Ленточку эту он пустил из окошка по ветру…
Послание директору гимназии передал Борис Шеметов – Гриша даже не желал более переступить ее порог. Тот же Борис принес записочку – преподавателю господину Чарскому было велено завтра же явиться на занятия, не то его оштрафуют и вычтут штраф из жалованья. Гриша был в том состоянии, когда гнев начальства значения не имеет. Клочья записки улетели по ветру вслед за ленточкой.
Странник Василий Игнатьевич ему понравился. Роста среднего, худощав и плечист. Голос тихий и ласковый, улыбка – приветливая, взгляд темно-карих глаз – понимающий, лишних вопросов – ни единого. Возраст странника Гриша определил – от сорока до сорока пяти, поскольку в черной бороде и слегка вьющихся черных волосах уже появились серебряные ниточки.
Масть была самая цыганская, а вот лицо – нет. Лицом Василий Игнатьевич сильно смахивал на француза, точнее сказать – на сочинителя Мольера, чей гравированный портрет Гриша не раз видел в книжках.
По указанию опытного странника Гриша взял с собой в мешке всю теплую одежду, а также отдал Василию Игнатьевичу почти все наличные деньги – потому что странник обещал наладить кормежку из общего котла, платить за проезд и прочие услуги. Потом они вместе пошли на торг и взяли Грише теплые серые коты, две добротные холщовые рубашки, которым сносу нет, от стирки лишь мягче становятся, валенки, холщовый кафтан-балахон, долгополый серый армяк из домотканого сукна. Все это было недорого и непривычно.
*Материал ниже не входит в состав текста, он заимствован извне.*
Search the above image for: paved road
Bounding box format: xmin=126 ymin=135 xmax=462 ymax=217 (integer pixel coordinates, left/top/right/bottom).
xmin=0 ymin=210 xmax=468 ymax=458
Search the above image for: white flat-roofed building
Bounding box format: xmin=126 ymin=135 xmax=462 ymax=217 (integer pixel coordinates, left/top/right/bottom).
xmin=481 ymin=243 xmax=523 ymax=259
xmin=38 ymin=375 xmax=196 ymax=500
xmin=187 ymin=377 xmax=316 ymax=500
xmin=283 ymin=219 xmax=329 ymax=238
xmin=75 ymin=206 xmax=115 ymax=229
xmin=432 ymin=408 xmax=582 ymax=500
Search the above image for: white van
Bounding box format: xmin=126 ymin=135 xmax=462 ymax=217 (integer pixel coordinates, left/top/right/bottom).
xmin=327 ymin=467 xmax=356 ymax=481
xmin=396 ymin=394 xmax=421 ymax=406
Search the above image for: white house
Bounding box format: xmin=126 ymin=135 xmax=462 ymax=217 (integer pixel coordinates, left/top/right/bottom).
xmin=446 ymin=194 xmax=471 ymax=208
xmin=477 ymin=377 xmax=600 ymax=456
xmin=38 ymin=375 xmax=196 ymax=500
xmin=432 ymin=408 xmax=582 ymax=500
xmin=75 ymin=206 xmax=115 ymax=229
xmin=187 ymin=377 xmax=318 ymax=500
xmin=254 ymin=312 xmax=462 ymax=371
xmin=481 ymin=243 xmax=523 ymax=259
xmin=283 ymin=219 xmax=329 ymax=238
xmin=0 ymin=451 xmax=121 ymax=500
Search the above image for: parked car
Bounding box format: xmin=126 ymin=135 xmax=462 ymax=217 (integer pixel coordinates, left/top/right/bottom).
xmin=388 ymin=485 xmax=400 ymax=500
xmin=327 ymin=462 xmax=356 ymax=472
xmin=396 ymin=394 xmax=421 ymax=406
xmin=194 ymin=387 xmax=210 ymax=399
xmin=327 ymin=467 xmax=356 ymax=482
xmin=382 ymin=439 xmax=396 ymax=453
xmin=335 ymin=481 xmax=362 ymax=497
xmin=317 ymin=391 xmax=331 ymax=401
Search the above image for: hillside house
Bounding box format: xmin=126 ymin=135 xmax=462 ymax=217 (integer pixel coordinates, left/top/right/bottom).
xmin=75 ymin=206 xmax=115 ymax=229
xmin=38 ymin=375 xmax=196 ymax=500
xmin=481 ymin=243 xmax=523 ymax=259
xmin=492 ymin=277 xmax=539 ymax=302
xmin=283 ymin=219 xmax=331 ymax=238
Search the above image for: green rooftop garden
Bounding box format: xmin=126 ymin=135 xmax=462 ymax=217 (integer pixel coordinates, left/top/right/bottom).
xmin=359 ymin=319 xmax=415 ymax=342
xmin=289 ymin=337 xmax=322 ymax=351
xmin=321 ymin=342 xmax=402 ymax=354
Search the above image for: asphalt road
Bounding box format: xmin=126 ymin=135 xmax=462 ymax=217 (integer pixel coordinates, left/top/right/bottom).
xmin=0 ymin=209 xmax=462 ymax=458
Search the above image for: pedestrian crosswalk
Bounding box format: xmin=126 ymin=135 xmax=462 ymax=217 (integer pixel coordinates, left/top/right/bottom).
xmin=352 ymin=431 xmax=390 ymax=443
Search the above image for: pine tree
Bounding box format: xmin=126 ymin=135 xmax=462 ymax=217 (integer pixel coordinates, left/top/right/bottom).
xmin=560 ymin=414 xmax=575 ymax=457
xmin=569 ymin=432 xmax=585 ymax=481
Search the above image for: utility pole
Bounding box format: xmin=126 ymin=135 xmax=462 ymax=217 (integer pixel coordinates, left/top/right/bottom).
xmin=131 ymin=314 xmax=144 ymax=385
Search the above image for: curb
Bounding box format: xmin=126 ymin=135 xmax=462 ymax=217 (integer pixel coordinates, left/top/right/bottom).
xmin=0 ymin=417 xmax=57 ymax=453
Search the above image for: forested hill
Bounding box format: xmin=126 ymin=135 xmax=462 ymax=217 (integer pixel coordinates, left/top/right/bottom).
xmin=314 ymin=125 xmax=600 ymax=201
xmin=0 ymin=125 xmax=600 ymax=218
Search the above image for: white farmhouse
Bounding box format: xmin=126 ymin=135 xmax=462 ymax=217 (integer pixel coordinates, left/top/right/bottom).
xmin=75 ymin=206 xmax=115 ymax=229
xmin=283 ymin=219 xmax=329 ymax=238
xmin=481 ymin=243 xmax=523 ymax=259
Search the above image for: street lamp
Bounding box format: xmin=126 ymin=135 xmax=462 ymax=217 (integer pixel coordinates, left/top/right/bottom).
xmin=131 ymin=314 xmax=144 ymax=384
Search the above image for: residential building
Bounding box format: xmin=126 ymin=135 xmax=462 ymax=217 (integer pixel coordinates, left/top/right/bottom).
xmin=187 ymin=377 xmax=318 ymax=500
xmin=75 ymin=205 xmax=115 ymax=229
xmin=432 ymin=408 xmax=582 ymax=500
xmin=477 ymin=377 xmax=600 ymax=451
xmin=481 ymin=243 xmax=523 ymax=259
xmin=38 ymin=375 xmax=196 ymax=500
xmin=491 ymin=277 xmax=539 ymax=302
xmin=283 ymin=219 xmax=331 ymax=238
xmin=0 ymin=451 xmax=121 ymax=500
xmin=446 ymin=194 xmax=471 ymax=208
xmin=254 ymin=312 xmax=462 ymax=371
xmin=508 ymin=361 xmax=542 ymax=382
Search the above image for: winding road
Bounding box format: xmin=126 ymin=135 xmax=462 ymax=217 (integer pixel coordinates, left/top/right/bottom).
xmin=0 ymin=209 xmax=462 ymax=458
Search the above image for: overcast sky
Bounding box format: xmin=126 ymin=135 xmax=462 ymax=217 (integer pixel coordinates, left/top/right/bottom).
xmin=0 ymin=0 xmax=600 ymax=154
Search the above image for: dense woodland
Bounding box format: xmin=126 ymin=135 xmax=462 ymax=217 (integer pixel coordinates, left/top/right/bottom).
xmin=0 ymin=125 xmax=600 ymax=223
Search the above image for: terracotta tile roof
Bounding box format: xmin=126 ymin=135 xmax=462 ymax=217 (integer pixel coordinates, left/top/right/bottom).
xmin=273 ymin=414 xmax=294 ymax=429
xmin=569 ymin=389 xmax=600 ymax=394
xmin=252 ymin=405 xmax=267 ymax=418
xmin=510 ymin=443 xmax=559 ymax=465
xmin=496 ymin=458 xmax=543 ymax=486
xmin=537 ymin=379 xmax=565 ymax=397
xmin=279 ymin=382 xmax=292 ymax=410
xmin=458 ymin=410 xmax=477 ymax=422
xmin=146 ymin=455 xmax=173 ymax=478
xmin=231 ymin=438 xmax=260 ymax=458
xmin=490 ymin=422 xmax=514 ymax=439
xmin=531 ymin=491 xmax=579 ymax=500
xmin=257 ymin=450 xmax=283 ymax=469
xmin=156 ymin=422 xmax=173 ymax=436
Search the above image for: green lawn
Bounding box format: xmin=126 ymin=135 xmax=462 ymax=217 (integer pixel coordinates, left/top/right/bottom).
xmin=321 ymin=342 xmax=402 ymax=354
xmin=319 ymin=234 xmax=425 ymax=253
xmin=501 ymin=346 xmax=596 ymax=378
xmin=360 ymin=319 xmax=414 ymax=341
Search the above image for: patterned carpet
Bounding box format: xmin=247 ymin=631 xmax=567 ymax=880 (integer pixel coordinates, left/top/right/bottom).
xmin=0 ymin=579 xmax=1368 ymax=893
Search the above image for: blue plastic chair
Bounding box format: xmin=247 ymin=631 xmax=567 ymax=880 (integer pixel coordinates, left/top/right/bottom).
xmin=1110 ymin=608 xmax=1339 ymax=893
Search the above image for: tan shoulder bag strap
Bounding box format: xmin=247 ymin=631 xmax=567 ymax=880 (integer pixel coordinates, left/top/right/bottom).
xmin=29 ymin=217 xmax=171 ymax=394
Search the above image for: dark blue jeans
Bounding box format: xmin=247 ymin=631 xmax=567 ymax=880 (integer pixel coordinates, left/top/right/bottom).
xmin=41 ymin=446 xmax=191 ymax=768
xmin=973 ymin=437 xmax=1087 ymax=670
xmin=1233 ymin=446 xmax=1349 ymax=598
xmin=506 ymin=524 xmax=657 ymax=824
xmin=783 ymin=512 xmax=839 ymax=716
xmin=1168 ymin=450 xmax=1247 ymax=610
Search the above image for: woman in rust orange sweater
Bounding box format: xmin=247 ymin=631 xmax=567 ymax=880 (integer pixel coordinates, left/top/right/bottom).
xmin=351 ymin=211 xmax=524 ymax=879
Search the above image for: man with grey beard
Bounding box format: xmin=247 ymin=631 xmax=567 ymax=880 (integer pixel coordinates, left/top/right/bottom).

– Я бы вас пешком повел, пешее хождение очень дух смиряет, – сказал Василий Игнатьевич. – Но в этом году я припозднился. Сентябрь на исходе, чем дальше на север – тем ночи холоднее, и не пришлось бы брести к Архангельску по колено в снегу. Так что поплывем на барке, я сговорился. Тоже хорошо – глядишь, как берега мимо проплывают, молчишь, молишься, думаешь… Ничего, быстро добежим!
Накануне отплытия Гриша рассчитался с квартирной хозяйкой и отнес книги с кое-каким имуществом Борису. Тот в последний раз попытался отговорить – не удалось. Одного Борис добился – чтобы Гриша на всякий случай взял с собой партикулярное платье, сюртук с панталонами и жилеткой, мало ли что. Утром Гриша отправился к месту сбора – к Предтеченской церкви.
До сих пор ему не доводилось таскать на спине мешки, но брать извозчика он не стал – во-первых, не на что, а во-вторых, следует привыкать к трудностям. К церкви он пришел последним.
Будущие трудники были одеты похоже – в длинные, туго захлестнутые кушаками армяки. Странник Василий Игнатьевич же надел в дорогу кафтан – длиной чуть ли не как монашеский подрясник.
– Что ж ты, светик, вчера не приходил? – спросил Гришу Василий Игнатьевич. – Мы тут молебен отслужили. Ты, я гляжу, невеликий любитель службы отстаивать. Этому тебя в обители научат. Ну, знакомься с товарищами. Савелий…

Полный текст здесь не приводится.